# How to read Audited Accounts?



## JOHNBOB50 (19 Sep 2006)

Does anybody know of a training company who could deliver training in how to read Audited Accounts in relation to Underwriting


----------



## dicey_reilly (19 Sep 2006)

*Re: How to read Audited Accounts????*

Hi JohnBob

You could try the Irish Institute of Credit Management who run various training courses in Credit Management and I'm sure would cover this topic.

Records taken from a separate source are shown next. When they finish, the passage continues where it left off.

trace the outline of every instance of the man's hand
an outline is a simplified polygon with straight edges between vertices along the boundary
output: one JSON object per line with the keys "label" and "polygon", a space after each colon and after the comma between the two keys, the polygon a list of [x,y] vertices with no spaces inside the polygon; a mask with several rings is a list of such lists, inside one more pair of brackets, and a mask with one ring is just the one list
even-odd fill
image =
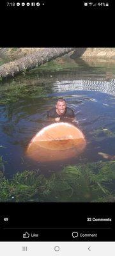
{"label": "man's hand", "polygon": [[56,122],[59,122],[59,121],[60,121],[60,117],[56,117],[56,118],[55,118],[55,121],[56,121]]}

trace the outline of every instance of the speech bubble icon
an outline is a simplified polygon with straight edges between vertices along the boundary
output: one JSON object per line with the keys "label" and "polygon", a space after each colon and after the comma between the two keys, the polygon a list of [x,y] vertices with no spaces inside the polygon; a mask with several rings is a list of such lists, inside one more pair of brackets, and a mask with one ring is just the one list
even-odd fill
{"label": "speech bubble icon", "polygon": [[72,237],[73,238],[77,237],[78,237],[78,232],[72,232]]}

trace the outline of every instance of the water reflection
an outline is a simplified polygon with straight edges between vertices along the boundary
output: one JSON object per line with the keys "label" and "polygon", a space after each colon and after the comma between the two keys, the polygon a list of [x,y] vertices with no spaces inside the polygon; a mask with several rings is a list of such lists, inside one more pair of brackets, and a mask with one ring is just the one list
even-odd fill
{"label": "water reflection", "polygon": [[72,161],[68,159],[68,164],[102,160],[98,152],[114,154],[115,66],[100,63],[94,67],[84,65],[83,62],[78,65],[73,60],[69,63],[68,58],[61,63],[61,69],[56,68],[56,65],[47,64],[1,84],[0,136],[1,144],[6,148],[1,148],[0,155],[8,162],[8,177],[24,169],[39,168],[45,173],[47,170],[61,168],[63,163],[45,166],[29,160],[26,155],[33,137],[50,124],[47,111],[59,97],[74,110],[73,124],[88,141],[82,154]]}

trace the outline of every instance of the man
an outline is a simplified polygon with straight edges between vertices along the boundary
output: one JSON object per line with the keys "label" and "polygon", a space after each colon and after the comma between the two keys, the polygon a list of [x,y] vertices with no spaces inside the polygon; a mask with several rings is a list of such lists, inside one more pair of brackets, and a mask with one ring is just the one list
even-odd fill
{"label": "man", "polygon": [[56,122],[59,122],[66,118],[74,118],[75,114],[73,109],[66,106],[66,101],[63,98],[59,98],[55,108],[47,111],[47,116],[55,118]]}

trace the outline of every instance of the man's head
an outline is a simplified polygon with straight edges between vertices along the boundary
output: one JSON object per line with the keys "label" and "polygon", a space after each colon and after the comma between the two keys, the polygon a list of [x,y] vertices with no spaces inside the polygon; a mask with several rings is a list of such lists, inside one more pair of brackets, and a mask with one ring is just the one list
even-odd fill
{"label": "man's head", "polygon": [[58,115],[63,115],[66,111],[66,103],[64,99],[59,98],[57,99],[56,105],[56,112]]}

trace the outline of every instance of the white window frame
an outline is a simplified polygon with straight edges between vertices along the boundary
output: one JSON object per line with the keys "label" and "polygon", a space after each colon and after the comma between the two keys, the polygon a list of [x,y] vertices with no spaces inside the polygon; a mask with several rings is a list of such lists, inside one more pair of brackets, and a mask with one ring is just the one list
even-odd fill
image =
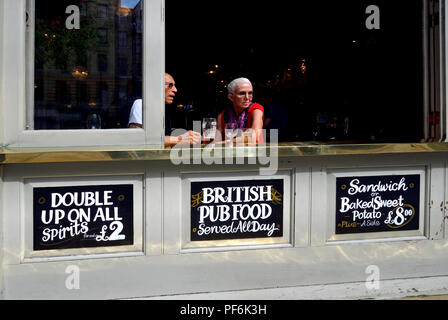
{"label": "white window frame", "polygon": [[[26,61],[33,53],[27,51],[25,14],[27,2],[35,0],[0,0],[0,145],[9,147],[60,147],[60,146],[108,146],[150,145],[161,147],[164,143],[164,72],[165,72],[165,0],[143,0],[145,40],[143,43],[143,103],[145,129],[108,130],[26,130],[28,119],[26,105],[34,98],[27,96],[27,86],[34,77],[27,72],[34,66]],[[422,142],[448,142],[448,94],[446,94],[446,63],[448,0],[424,0],[424,47],[431,46],[425,56],[424,72],[424,139]],[[433,5],[432,7],[428,4]],[[428,13],[434,10],[435,26],[428,21]],[[434,43],[436,45],[434,46]],[[33,46],[29,46],[32,48]],[[28,69],[28,70],[27,70]],[[429,79],[439,82],[428,83]],[[33,108],[30,108],[33,109]],[[440,134],[434,135],[428,128],[429,113],[440,110]],[[29,122],[29,121],[28,121]]]}
{"label": "white window frame", "polygon": [[[29,2],[28,2],[29,1]],[[27,86],[34,86],[34,45],[26,29],[26,11],[34,0],[0,0],[0,140],[7,147],[132,146],[164,143],[164,0],[143,0],[143,127],[145,129],[27,130]],[[2,14],[3,13],[3,14]],[[7,13],[7,14],[6,14]],[[34,14],[29,14],[30,19]],[[33,25],[34,22],[31,21]],[[28,39],[27,39],[28,38]],[[27,52],[27,48],[32,48]],[[32,59],[31,59],[32,58]],[[27,63],[28,61],[28,63]],[[32,90],[31,90],[32,92]],[[1,110],[3,109],[3,110]],[[28,108],[28,110],[33,110]],[[3,112],[2,112],[3,111]],[[145,112],[146,111],[146,112]],[[2,116],[3,115],[3,116]]]}

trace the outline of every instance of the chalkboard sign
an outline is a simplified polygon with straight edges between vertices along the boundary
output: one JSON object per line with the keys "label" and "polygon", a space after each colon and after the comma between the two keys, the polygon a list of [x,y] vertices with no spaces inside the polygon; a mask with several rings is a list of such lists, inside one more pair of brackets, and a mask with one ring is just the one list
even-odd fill
{"label": "chalkboard sign", "polygon": [[133,185],[33,190],[34,250],[132,245]]}
{"label": "chalkboard sign", "polygon": [[420,175],[336,178],[336,234],[419,229]]}
{"label": "chalkboard sign", "polygon": [[191,241],[283,236],[283,180],[191,183]]}

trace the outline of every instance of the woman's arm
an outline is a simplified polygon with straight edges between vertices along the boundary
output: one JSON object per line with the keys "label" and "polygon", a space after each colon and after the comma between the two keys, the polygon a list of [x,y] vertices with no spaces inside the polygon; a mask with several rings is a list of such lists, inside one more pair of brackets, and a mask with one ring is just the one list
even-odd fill
{"label": "woman's arm", "polygon": [[251,141],[249,141],[249,145],[256,145],[257,143],[263,142],[263,111],[260,109],[253,110],[249,114],[248,121],[251,123]]}

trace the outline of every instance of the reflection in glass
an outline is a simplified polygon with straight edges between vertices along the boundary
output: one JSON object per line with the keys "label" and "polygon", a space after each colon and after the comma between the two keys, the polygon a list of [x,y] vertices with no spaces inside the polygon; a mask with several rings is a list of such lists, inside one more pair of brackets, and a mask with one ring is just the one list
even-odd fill
{"label": "reflection in glass", "polygon": [[127,127],[142,95],[142,3],[35,0],[35,130]]}

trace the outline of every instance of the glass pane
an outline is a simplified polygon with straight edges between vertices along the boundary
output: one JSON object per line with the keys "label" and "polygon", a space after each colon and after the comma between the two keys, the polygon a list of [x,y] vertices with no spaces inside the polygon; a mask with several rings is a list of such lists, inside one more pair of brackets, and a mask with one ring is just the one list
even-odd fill
{"label": "glass pane", "polygon": [[128,127],[142,19],[142,0],[35,0],[35,130]]}
{"label": "glass pane", "polygon": [[423,1],[291,3],[166,1],[174,117],[216,117],[246,77],[280,141],[420,141]]}

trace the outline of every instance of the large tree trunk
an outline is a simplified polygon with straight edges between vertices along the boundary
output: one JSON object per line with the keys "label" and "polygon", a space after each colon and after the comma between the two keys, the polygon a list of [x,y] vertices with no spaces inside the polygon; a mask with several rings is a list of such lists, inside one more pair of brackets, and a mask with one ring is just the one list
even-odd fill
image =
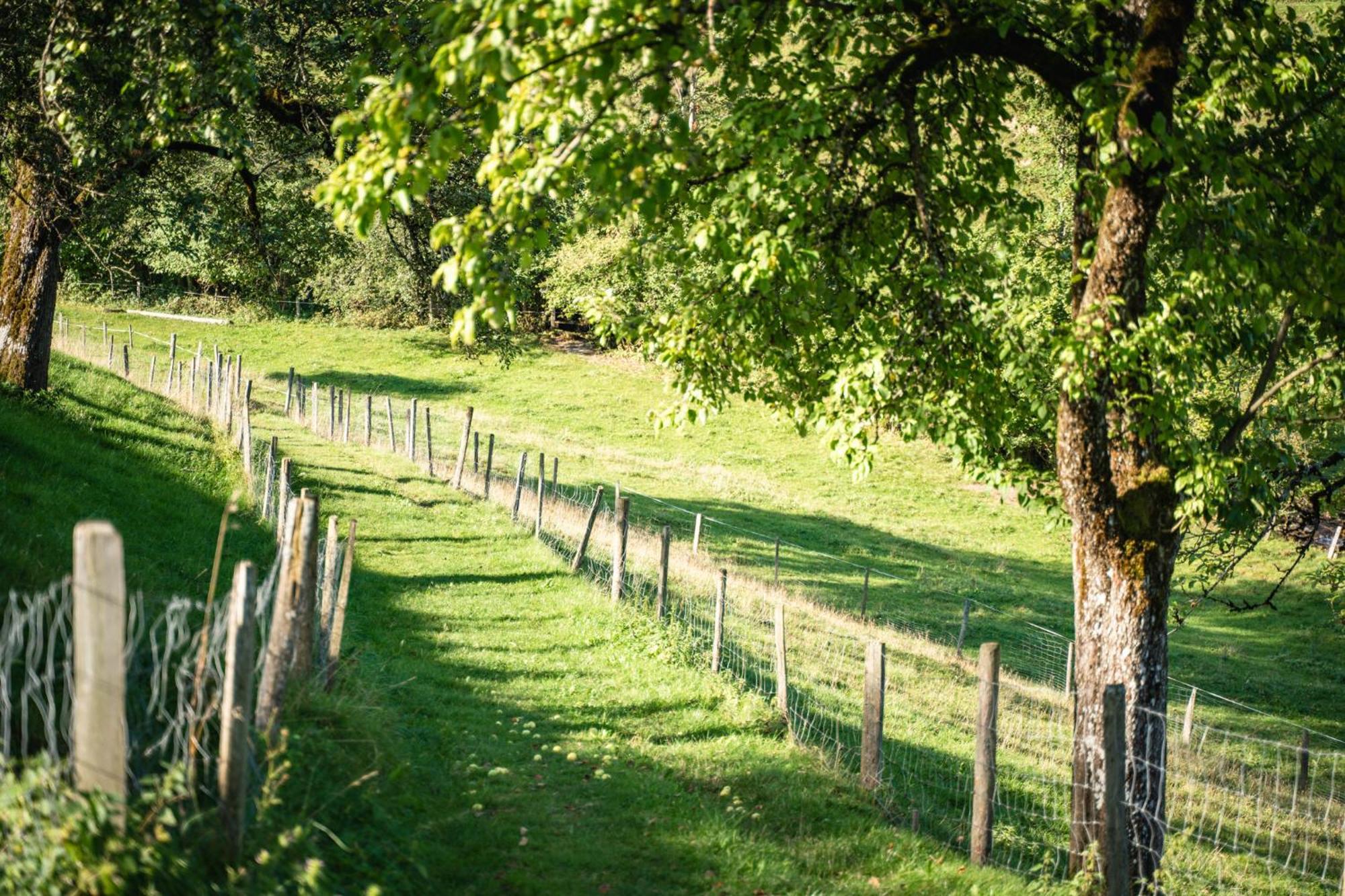
{"label": "large tree trunk", "polygon": [[66,230],[58,210],[56,196],[39,172],[17,161],[0,265],[0,381],[20,389],[47,387]]}
{"label": "large tree trunk", "polygon": [[[1151,137],[1155,120],[1171,121],[1190,0],[1151,0],[1128,9],[1142,20],[1135,70],[1118,117],[1126,145]],[[1124,328],[1146,308],[1146,256],[1165,198],[1166,167],[1131,161],[1107,190],[1096,222],[1087,281],[1071,296],[1073,319]],[[1092,222],[1076,215],[1076,244]],[[1103,338],[1104,342],[1108,338]],[[1073,522],[1076,702],[1071,868],[1081,868],[1103,829],[1103,692],[1126,687],[1126,803],[1130,870],[1151,881],[1162,861],[1167,741],[1167,597],[1181,535],[1177,490],[1143,420],[1145,389],[1134,367],[1114,369],[1107,348],[1080,358],[1083,385],[1061,394],[1056,464]],[[1134,361],[1128,363],[1134,365]],[[1103,869],[1104,872],[1107,869]]]}

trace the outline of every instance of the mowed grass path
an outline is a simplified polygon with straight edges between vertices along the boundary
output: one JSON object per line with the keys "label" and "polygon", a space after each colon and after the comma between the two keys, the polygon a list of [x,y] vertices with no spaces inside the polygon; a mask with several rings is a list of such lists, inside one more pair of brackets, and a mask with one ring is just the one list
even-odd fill
{"label": "mowed grass path", "polygon": [[[222,350],[242,351],[250,374],[273,386],[284,386],[293,365],[324,387],[414,396],[440,409],[472,404],[477,428],[500,435],[496,460],[508,470],[519,449],[542,449],[561,459],[564,483],[604,483],[611,494],[620,480],[627,494],[636,494],[636,518],[671,522],[681,537],[689,534],[690,518],[640,495],[897,573],[900,580],[872,580],[869,608],[880,618],[913,619],[951,636],[962,597],[970,595],[1002,611],[972,613],[971,644],[1014,644],[1028,622],[1072,631],[1068,531],[1052,529],[1040,511],[968,484],[948,453],[925,441],[884,444],[873,475],[853,482],[816,437],[800,437],[759,406],[740,402],[705,425],[656,432],[648,414],[671,400],[663,371],[624,357],[533,347],[506,369],[494,359],[468,359],[443,334],[424,330],[285,320],[211,327],[86,305],[62,309],[89,324],[94,340],[97,323],[108,320],[122,334],[130,322],[161,339],[176,331],[191,350],[198,340],[207,351],[218,342]],[[164,350],[137,343],[140,351],[151,348]],[[456,418],[452,424],[438,441],[444,456],[456,449]],[[717,526],[707,527],[705,539],[712,552],[771,576],[768,541]],[[1228,596],[1264,595],[1287,558],[1284,542],[1268,544],[1244,565]],[[1305,568],[1317,562],[1314,556]],[[781,566],[785,580],[819,578],[826,600],[858,608],[861,569],[790,550]],[[1251,613],[1213,604],[1192,611],[1171,632],[1173,675],[1345,737],[1345,630],[1332,622],[1325,596],[1306,585],[1291,584],[1276,605]],[[1005,662],[1014,667],[1013,651]],[[1298,739],[1289,725],[1208,701],[1201,701],[1201,721],[1236,731]]]}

(Disclosure - I am a member of this institute)

*​*​​​​ 
*
IRISH INSTITUTE OF CREDIT MANAGEMENT
*121 Lower Baggot Street, Dublin 2. Tel: 659 9466   Fax: 659 9401  E-Mail: info@iicm.ie

Cheers
Dicey


----------



## Caroline123 (2 Dec 2006)

*Re: How to read Audited Accounts????*

The *Institute of Bankers* have various courses - one of them being "_Credit and lending_". This is mainly focused on loans etc. but there is a section that gives a brief run-down on assessing audited accounts for underwriting purposes. Only thing is, the course would cost a about €1000 and you'd have to become a member too - membership fee would be approx €72.

Would be worth your while doing it though to get the qualification behind you. Plus, if you're employed in that field your employer may offer to refund you the money paid for the course!! 

Check out the website:  where you can request a prospectus to find out more!!

Hope this helps


----------